Decía el filósofo Gustavo Bueno que la cultura es el nuevo opio del pueblo, una versión secularizada de la gracia divina. Promete librarnos de la mediocridad y la insignificancia tal como hace la gracia de nuestra naturaleza pecaminosa y mortal. Pensaba en esto mientras bostezaba, días atrás, ante una de las obras clásicas del Festival de Teatro de Mérida. Era insufrible. Pero nadie se movía. ¿Cómo es que la gente no se levanta en masa y se va -me preguntaba- con la misma rapidez con que cambia de canal en la TV? ¿Será que disfrutan de verdad, como no soy capaz de hacerlo yo? ¡Quia!… Me juego lo que sea a que mis vecinos de localidad estaban tan aburridos como yo. Es imposible que personas formadas en el espectáculo audiovisual puedan disfrutar con versiones pedantes, mortecinas y de cartón piedra de lo mismo que pueden ver y entender, mil veces mejor, en el cine. ¿Entonces?

¿Será por el precio -prohibitivo- de las entradas? Puede ser, en parte. El dinero da una pátina sagrada (como de pan de oro) a todo lo que toca. Si quieres que la gente aprecie algo, ponle un precio a la altura de sus pretensiones. Pero no creo que sea solo eso. Estoy con Bueno en que la cultura (la Cultura, mejor) es una de las máscaras de dios. La gente no se levanta en mitad de una función por el mismo motivo por el que no lo hace en mitad de una misa, aunque esté muerta de aburrimiento y pensando en todo menos en lo que dice el actor o el sacerdote.

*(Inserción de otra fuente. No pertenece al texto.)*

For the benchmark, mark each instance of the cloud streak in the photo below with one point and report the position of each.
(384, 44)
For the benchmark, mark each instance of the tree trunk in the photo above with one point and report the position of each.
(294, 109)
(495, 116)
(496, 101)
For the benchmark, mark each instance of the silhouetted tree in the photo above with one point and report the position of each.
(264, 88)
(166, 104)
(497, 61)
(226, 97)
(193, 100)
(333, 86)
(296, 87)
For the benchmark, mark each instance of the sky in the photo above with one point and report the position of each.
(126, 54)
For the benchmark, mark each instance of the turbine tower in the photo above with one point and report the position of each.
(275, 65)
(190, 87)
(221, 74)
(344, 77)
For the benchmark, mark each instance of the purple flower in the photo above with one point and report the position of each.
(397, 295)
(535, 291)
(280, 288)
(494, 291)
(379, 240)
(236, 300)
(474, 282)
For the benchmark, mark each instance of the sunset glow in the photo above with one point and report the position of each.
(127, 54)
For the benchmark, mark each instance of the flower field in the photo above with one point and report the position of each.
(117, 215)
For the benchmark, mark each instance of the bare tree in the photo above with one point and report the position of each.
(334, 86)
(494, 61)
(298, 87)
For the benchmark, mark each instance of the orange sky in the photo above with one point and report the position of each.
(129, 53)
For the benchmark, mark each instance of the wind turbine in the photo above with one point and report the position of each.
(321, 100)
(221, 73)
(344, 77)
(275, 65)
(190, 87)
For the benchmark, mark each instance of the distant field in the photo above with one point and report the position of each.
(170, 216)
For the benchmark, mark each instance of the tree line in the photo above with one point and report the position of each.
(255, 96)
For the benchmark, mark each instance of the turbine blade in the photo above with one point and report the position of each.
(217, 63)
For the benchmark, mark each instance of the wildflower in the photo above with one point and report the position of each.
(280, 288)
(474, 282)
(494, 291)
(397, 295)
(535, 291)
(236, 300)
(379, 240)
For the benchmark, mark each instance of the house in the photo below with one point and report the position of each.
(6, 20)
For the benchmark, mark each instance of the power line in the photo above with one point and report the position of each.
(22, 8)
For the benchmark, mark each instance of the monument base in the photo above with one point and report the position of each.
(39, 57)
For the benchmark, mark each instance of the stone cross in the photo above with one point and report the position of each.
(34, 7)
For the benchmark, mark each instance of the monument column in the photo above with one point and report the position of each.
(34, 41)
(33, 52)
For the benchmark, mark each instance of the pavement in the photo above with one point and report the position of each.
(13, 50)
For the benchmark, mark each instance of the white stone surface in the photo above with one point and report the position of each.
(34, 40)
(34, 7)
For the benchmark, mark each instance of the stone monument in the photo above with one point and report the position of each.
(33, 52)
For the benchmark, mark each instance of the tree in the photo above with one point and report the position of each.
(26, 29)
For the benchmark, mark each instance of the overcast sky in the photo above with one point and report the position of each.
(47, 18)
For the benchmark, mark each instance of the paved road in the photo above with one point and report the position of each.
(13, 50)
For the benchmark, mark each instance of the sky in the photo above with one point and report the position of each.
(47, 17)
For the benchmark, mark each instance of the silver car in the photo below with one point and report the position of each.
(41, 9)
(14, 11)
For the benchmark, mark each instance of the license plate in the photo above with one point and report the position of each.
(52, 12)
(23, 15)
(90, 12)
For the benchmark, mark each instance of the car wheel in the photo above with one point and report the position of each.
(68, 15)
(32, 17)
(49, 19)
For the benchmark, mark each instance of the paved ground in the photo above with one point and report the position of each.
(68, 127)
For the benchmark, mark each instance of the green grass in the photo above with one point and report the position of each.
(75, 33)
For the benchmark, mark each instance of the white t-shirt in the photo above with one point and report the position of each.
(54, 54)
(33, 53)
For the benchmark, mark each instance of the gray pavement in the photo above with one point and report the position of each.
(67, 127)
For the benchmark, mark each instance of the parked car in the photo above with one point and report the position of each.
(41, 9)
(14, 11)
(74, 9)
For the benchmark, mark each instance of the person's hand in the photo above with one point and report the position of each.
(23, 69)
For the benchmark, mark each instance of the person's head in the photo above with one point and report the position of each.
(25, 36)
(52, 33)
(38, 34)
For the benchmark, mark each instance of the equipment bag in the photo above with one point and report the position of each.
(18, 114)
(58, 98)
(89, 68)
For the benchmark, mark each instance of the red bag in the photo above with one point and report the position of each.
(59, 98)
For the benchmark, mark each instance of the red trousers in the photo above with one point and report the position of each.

La Cultura (lo que la Historia y sus oficiantes han instituido como tal) es,en efecto, como un rito religioso en el que los participantes aspiran a una especie de estado de gracia. Esta no aparece casi nunca, desde luego; pero esa ausencia misteriosa y ambigua es parte fundamental del encantamiento religioso. Cuando alguna vez parece que pasa algo -que algo de ese «arte» incomprensible (para nosotros, no para los entendidos) nos llega- el fervor religioso lo exagera hasta convertirlos en un «momento sublime» (el equivalente al encuentro místico o -más abajo- la aparición mariana). Y cuentan entonces los visionarios, y no paran, de todo lo que valió la pena esperar (todas las innumerables horas de sopor ante el altar del escenario) para llegar a ese mágico y único momento que todo lo valida. Igual solo fue un destello, fugaz, de belleza y emoción (de los que ocurren, también, en otros escenarios más profanos), pero que en esas sagradas circunstancias es inflado como solo nuestro anhelo incurable de trascendencia puede y necesita inflarlo.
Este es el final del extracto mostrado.